I look down through blurred vision at my right arm. There are scars from times before when I’ve felt this unmistakable rage and unbearable sadness. I know that they’ll never heal because they have been cut so deep. Uncle hasn’t seen them yet, and he never will see them. I’ll just wear long-sleeved shirts or bandages or something to hide them for the rest of my life. It doesn’t matter, anyway. My life probably won’t be that lengthy.

Falling backwards, I try to catch my breath. I an in dire need to be released from this cage. It’s what father wants. . . .right?

Neji, my son,

You, more than anyone else, you’ve been blessed with the genius of the Hyuuga clan. . . . .

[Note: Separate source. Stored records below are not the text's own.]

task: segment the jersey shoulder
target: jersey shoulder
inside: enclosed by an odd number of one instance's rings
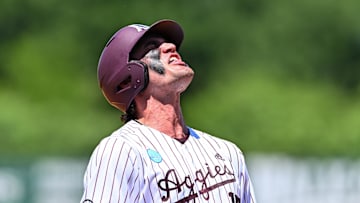
[[[132,124],[134,125],[134,124]],[[132,156],[138,156],[138,147],[141,145],[136,129],[133,129],[131,124],[125,124],[117,130],[113,131],[109,136],[104,137],[97,144],[92,156],[96,157],[96,160],[101,160],[104,157],[110,157],[114,153],[122,155],[132,154]],[[135,124],[136,127],[136,124]],[[122,153],[120,153],[120,151]]]
[[[200,138],[206,140],[206,142],[211,143],[214,146],[217,146],[221,150],[227,150],[230,153],[240,153],[242,154],[241,149],[232,141],[229,141],[224,138],[220,138],[214,135],[211,135],[207,132],[192,129]]]
[[[124,142],[130,146],[136,147],[137,145],[141,145],[139,142],[144,133],[141,132],[139,123],[135,121],[129,121],[125,123],[123,126],[113,131],[108,137],[105,137],[101,142],[107,140],[119,140]]]

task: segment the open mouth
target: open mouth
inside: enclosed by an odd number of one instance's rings
[[[186,66],[178,55],[173,55],[169,58],[169,64]]]
[[[172,56],[172,57],[170,57],[170,59],[169,59],[169,63],[175,63],[175,62],[177,62],[177,61],[179,61],[179,59],[176,58],[175,56]]]

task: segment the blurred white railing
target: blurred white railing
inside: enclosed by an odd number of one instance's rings
[[[259,203],[359,203],[360,160],[248,156]]]

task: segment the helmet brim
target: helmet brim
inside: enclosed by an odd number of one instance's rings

You know what? Screw this destiny stuff. I’m going to become a great ninja, the best ninja ever to emerge from the Hyuuga clan, Neji Hyuuga. Yeah, that has a nice ring to it. All those main branch members will be so jealous to know that there future is with the branch family. Hinata-sama can’t rule, she so shy and timid. Father never liked her, and neither will I.

I walk back to the tree. It’s too hot to be running around in sun. It’s nice to have a tree that just sits there getting dehydrated while I just lay back and enjoy the shade it provides.

*chirp*

“Wha?”

*chirp chirp chiiiiirp*

So it isn’t my imagination, there is something in the tree. Looking up, I see nothing but leaves and a few rays of sunshine showing through. No, it’s not there.

*chirp*

I glance around and stand up. I still see nothing. Well, I’m not going to play the ‘guess where I’m hiding game’ “Byakugan!”

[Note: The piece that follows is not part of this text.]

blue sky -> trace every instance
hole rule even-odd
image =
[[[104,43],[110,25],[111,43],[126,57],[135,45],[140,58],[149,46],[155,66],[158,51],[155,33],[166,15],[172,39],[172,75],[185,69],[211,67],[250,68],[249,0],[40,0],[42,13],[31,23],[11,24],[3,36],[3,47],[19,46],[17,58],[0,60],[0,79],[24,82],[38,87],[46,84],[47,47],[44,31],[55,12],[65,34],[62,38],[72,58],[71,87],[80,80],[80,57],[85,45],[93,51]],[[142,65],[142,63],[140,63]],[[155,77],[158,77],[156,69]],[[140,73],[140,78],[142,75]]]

Then I see it. It’s a small, black and brown colored bird. It’s not perched in the tree, but below it, hopping about on the ground.

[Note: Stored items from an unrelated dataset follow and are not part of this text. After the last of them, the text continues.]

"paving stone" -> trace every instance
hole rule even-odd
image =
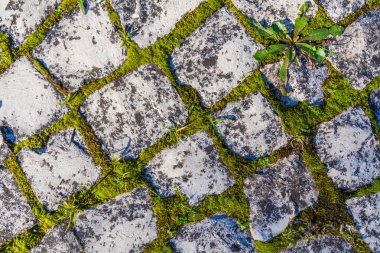
[[[20,57],[0,76],[0,126],[23,141],[68,111],[59,105],[63,99],[26,57]]]
[[[289,65],[288,82],[286,85],[289,95],[284,96],[280,91],[281,81],[279,72],[282,61],[264,65],[262,68],[264,80],[275,90],[276,96],[286,106],[295,106],[299,102],[304,101],[307,101],[311,105],[320,105],[324,100],[322,85],[330,75],[330,72],[323,63],[316,63],[315,68],[313,68],[307,65],[303,57],[301,62],[301,67],[295,62]]]
[[[346,18],[351,13],[363,7],[369,0],[319,0],[329,16],[335,23]]]
[[[244,182],[244,192],[252,237],[264,242],[282,233],[300,211],[318,199],[311,172],[295,154],[251,175]]]
[[[205,0],[111,0],[124,27],[138,28],[133,40],[145,48],[174,29],[176,23]]]
[[[157,220],[145,187],[78,216],[76,234],[85,252],[141,252],[157,237]]]
[[[336,186],[354,191],[380,176],[379,141],[360,107],[318,126],[317,154]]]
[[[161,151],[144,174],[162,197],[185,194],[198,205],[210,194],[220,194],[234,184],[207,132],[198,132]]]
[[[3,164],[8,156],[11,154],[11,151],[9,150],[7,144],[4,141],[3,136],[1,135],[0,131],[0,165]]]
[[[248,232],[224,213],[184,226],[170,242],[176,253],[256,252]]]
[[[380,126],[380,89],[371,92],[369,103],[375,113],[377,125]]]
[[[346,201],[363,240],[380,252],[380,192]]]
[[[187,118],[178,93],[153,64],[93,93],[81,111],[109,154],[132,159]]]
[[[306,15],[314,16],[318,10],[313,1],[305,0],[232,0],[233,4],[254,22],[271,25],[275,21],[296,20],[300,7],[309,2],[312,4]]]
[[[254,92],[214,113],[225,144],[236,154],[255,159],[284,147],[289,139],[267,99]]]
[[[173,67],[179,81],[197,89],[209,107],[257,68],[253,55],[262,48],[236,17],[222,8],[174,50]]]
[[[67,222],[61,222],[51,228],[37,247],[30,253],[82,253],[80,245],[72,231],[67,231]]]
[[[34,193],[49,211],[101,175],[74,128],[53,134],[42,151],[24,147],[18,159]]]
[[[329,46],[331,63],[361,91],[380,75],[380,8],[367,12]]]
[[[11,172],[0,167],[0,245],[36,224]]]
[[[346,240],[335,235],[318,236],[315,239],[302,240],[296,246],[282,253],[355,253],[356,250]]]
[[[76,91],[83,83],[107,76],[126,60],[121,39],[109,20],[105,1],[87,1],[87,14],[79,8],[54,25],[34,49],[64,87]]]
[[[0,32],[11,35],[18,46],[47,19],[61,1],[0,1]]]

I jog over to it, hoping to scare it into flying, but it just keeps hopping around.

“Why won’t you fly, you stupid bird. . .” I run now, the bird just continues to hop as fast and as far away from me as it possibly can.

I can no longer contain it, “Fly! Fly! Get as far away from here as you possibly can, if you don’t flap your wings, you’ll die of starvation! Get out of here! Now!” I sprint. The bird can not keep it’s lead on me for long. I catch up with it and grip it in my hands. It squawks and struggles pointlessly against my grip. I’m far more powerful than this putrid, vile creature. I shake it, hoping to give this bird some of my sense.

~+~
Hours later

I place the bird in the hole I dug for it, right under the bonsai tree. It was born deformed, unable to fly. I killed it. I didn’t want it to go through it’s life unable to be free. It would have starved to death, anyways. Might as well go and put it out of it’s misery.

I glance down at my arm again. The blood that drips from the newly broken skin glistens in the sunlight. I stole a razor when getting the spade to dig the hole for the freshly dead bird.

I guess the tree has answered all my questions, simply by saying in a silent way ‘you will never defy the destiny that has been given to you. Fate will control every aspect of your life from the day of your birth until the day of your death.’

This is my destiny.

I am a caged bird, and that’s that.

The End

That turned out so much more emo then I intended it to be! Ah, my poor little Neji needs a hug gomen na, Neji-kun.
So the mystery to why he has bandages on his right arm is solved. . . . .oh, and the
Screw this destiny stuff is supposed to be taken as a joke (Neji means spiral, helix, or screw in Japanese)
I’m a terrible person and a terrible writer. I should probably stop, but I should write a couple more for the fans of maybe Gaara (What It Means to Be: A Destroyer?), Lee (What It Means to Be: A Failure?), maybe. . . .Sakura? (What It Means to Be: Disregarded????), Hinata? (What It Means to Be: A Heir?)
I highly doubt I’m going to. . . . .I have no motivation and I already wrote a story for my favorite character. . . . . .Oh well. . .So long.